A large part of the blame for today’s situation also lies with the Department of Justice, which is charged in the ADA with the obligation to provide assistance for business, but devotes most of its resources to litigation. As I have noted before, the assistance materials provided by DOJ are either written only for experts or buried within its website among a mass of out-of-date and often contradictory guidances and brochures. The Department itself is incompetent to regulate changing technologies, with the result that web access regulations announced in 2010 will not be promulgated before 2018, by which time they will almost certainly already be out of date. That delay has spawned an entire new kind of abusive ADA litigation as serial plaintiffs sue businesses for failing to comply with a regulatory standard that doesn’t even exist. DOJ’s preference for punishment over education is the primary reason so many small businesses today remain ignorant of their ADA obligations.

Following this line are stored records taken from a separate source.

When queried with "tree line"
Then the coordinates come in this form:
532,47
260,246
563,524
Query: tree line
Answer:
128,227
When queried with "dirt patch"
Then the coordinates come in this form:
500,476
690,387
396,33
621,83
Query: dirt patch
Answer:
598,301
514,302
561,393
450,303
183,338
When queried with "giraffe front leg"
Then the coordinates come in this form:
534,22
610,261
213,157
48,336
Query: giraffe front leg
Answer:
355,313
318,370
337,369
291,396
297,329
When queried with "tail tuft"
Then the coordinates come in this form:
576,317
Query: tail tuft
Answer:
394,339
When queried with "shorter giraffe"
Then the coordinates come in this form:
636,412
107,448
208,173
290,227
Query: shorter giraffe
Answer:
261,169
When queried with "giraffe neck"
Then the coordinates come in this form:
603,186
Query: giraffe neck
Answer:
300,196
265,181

Finally, both the business community and advocacy groups seem incapable of recognizing their own responsibility for serial litigation. In dozens of newspaper and television stories business representatives complain about serial litigation without acknowledging that local chambers of commerce and similar business groups do little to help their members comply with the ADA. Advocacy groups, for their part, often refuse to criticize even the most abusive kinds of litigation, taking the position that every ADA plaintiff must be on the side of the angels. because every ADA defendant is in league with the devil.

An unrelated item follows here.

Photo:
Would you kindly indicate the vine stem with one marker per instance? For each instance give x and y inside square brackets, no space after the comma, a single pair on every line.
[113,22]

Congress has responded to each wave of publicity about serial lawsuits with the same solution – a pre-suit notice requirement. This does nothing but change the point at which businesses are attacked. In the realm of web accessibility claims at least one law firm always sends a pre-suit notice, but is nonetheless able to extract significant settlement payments because of the threat of litigation. This is also common with some plaintiff’s lawyers handling ordinary accessibilty cases. The economics of dealing with a demand are not much different than those of dealing with a lawsuit – a business that won’t pay up ends up spending a larger sum on its own lawyers. Either ways legal fees divert money away from improving accessibility.

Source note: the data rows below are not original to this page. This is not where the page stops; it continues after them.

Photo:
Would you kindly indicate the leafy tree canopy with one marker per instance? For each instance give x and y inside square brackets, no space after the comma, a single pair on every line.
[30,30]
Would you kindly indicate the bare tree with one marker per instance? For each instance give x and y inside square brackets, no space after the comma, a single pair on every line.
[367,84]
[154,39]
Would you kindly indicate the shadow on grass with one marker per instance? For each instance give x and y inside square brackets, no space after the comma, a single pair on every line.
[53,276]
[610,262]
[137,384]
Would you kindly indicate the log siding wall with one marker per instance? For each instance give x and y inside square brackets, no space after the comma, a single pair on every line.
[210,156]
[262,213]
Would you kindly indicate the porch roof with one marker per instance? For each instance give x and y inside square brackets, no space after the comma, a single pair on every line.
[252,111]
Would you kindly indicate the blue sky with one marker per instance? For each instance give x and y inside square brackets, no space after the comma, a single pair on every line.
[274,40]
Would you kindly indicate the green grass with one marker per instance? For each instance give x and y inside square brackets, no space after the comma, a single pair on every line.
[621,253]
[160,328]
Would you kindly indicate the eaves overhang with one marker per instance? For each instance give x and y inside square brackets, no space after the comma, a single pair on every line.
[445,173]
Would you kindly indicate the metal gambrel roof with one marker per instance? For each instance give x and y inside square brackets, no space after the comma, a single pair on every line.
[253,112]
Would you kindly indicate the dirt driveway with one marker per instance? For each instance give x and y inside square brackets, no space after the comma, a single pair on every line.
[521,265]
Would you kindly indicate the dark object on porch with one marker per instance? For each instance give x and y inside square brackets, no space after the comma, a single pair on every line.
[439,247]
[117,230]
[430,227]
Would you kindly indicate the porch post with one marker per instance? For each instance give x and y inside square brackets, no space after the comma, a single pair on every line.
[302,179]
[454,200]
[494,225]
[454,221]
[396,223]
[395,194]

This is the key point. Pre-suit notice will not solve the ADA litigation crisis because it does nothing to improve accessibility or compliance with the ADA.  If Congress wants to act, it must combine litigation reform with money to improve accessibility. It should:

  • Require real injury for standing to sue,
  • Make new construction standards a safe harbor, but not a requirement, for “old” construction,
  • Require the Department of Justice to spend money on effective communication with business in preference to merely filing lawsuits, and fund ADA compliance programs that rely on education rather than litigation, and
  • Require DOJ to promptly issue regulations on web accessibility and other new technology issues, and make the issuance of those regulations a pre-requisite to lawsuits based on the absence of such technology.

Any of these would be far more effective at both cutting down on serial litigation and improving access than any pre-suit notice requirement. We know that litigation is not an effective means to create ADA compliance because the number of suits continues to go up instead of down. We know that the Department of Justice’s efforts to assist business have failed for the same reason.  It is time to abandon a system that has failed and replace it with one that emphasizes education (which requires funding) in preference to litigation.